Department of Medical Radiation Physics, Clinical Sciences, 5193Lund University, Lund, Sweden.
Radiation Oncology Department, 25301H. Lee Moffitt Cancer Center and Research Institute, Tampa, FL, USA.
Technol Cancer Res Treat. 2022 Jan-Dec;21:15330338221099113. doi: 10.1177/15330338221099113.
Radiomics entails the extraction of quantitative imaging biomarkers (or radiomics features) hypothesized to provide additional pathophysiological and/or clinical information compared to qualitative visual observation and interpretation. This retrospective study explores the variability of radiomics features extracted from images acquired with the 0.35 T scanner of an integrated MRI-Linac. We hypothesized we would be able to identify features with high repeatability and reproducibility over various imaging conditions using phantom and patient imaging studies. We also compared findings from the literature relevant to our results. Eleven scans of a Magphan RT phantom over 13 months and 11 scans of a ViewRay Daily QA phantom over 11 days constituted the phantom data. Patient datasets included 50 images from ten anonymized stereotactic body radiation therapy (SBRT) pancreatic cancer patients (50 Gy in 5 fractions). A True Fast Imaging with Steady-State Free Precession (TRUFI) pulse sequence was selected, using a voxel resolution of 1.5 mm × 1.5 mm × 1.5 mm and 1.5 mm × 1.5 mm × 3.0 mm for phantom and patient data, respectively. A total of 1087 shape-based, first, second, and higher order features were extracted followed by robustness analysis. Robustness was assessed with the Coefficient of Variation (CoV < 5%). We identified 130 robust features across the datasets. Robust features were found within each category, except for 2 second-order sub-groups, namely, Gray Level Size Zone Matrix (GLSZM) and Neighborhood Gray Tone Difference Matrix (NGTDM). Additionally, several robust features agreed with findings from other stability assessments or predictive performance studies in the literature. We verified the stability of the 0.35 T scanner of an integrated MRI-Linac for longitudinal radiomics phantom studies and identified robust features over various imaging conditions. We conclude that phantom measurements can be used to identify robust radiomics features. More stability assessment research is warranted.

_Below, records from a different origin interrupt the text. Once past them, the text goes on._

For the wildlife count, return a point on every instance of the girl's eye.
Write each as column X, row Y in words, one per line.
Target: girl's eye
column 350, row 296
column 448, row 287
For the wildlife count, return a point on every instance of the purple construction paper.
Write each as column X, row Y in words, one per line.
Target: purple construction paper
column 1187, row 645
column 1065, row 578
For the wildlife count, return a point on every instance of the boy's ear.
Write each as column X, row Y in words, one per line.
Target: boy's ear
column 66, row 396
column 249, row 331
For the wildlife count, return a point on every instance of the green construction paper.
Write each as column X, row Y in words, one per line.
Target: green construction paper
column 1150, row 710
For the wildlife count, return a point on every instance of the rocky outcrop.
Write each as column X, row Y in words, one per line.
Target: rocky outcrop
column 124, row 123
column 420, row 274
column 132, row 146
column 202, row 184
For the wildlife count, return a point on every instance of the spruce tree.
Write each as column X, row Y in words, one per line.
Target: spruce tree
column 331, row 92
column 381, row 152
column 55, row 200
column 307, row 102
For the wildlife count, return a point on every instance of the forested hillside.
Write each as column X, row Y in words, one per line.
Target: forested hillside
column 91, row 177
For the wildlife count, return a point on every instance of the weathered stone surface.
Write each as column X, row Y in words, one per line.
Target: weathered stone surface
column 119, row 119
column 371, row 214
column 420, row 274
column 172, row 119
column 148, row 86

放射组学需要提取定量成像生物标志物(或放射组学特征),与定性视觉观察和解释相比,这些特征假设可以提供额外的病理生理和/或临床信息。这项回顾性研究探索了从集成 MRI-直线加速器的 0.35T 扫描仪获得的图像中提取的放射组学特征的可变性。我们假设能够在各种成像条件下使用体模和患者成像研究来识别具有高可重复性和可再现性的特征。我们还比较了与我们的结果相关的文献中的发现。 11 个 Magphan RT 体模在 13 个月内和 11 个 ViewRay Daily QA 体模在 11 天内进行的扫描构成了体模数据。患者数据集包括来自十个匿名立体定向体部放射治疗(SBRT)胰腺癌患者的 50 个图像(50Gy 分 5 次)。选择了 True Fast Imaging with Steady-State Free Precession(TRUFI)脉冲序列,体模数据的体素分辨率为 1.5mm×1.5mm×1.5mm,患者数据的体素分辨率为 1.5mm×1.5mm×3.0mm。提取了总共 1087 个基于形状的、一阶、二阶和更高阶特征,然后进行稳健性分析。稳健性用变异系数(CoV<5%)评估。 我们在数据集之间识别了 130 个稳健的特征。除了两个二阶子组,即灰度大小区域矩阵(GLSZM)和邻域灰度差矩阵(NGTDM)外,每个类别都找到了稳健的特征。此外,一些稳健的特征与文献中其他稳定性评估或预测性能研究的发现一致。 我们验证了集成 MRI-直线加速器的 0.35T 扫描仪在纵向放射组学体模研究中的稳定性,并在各种成像条件下识别了稳健的特征。我们得出结论,体模测量可用于识别稳健的放射组学特征。需要进行更多的稳定性评估研究。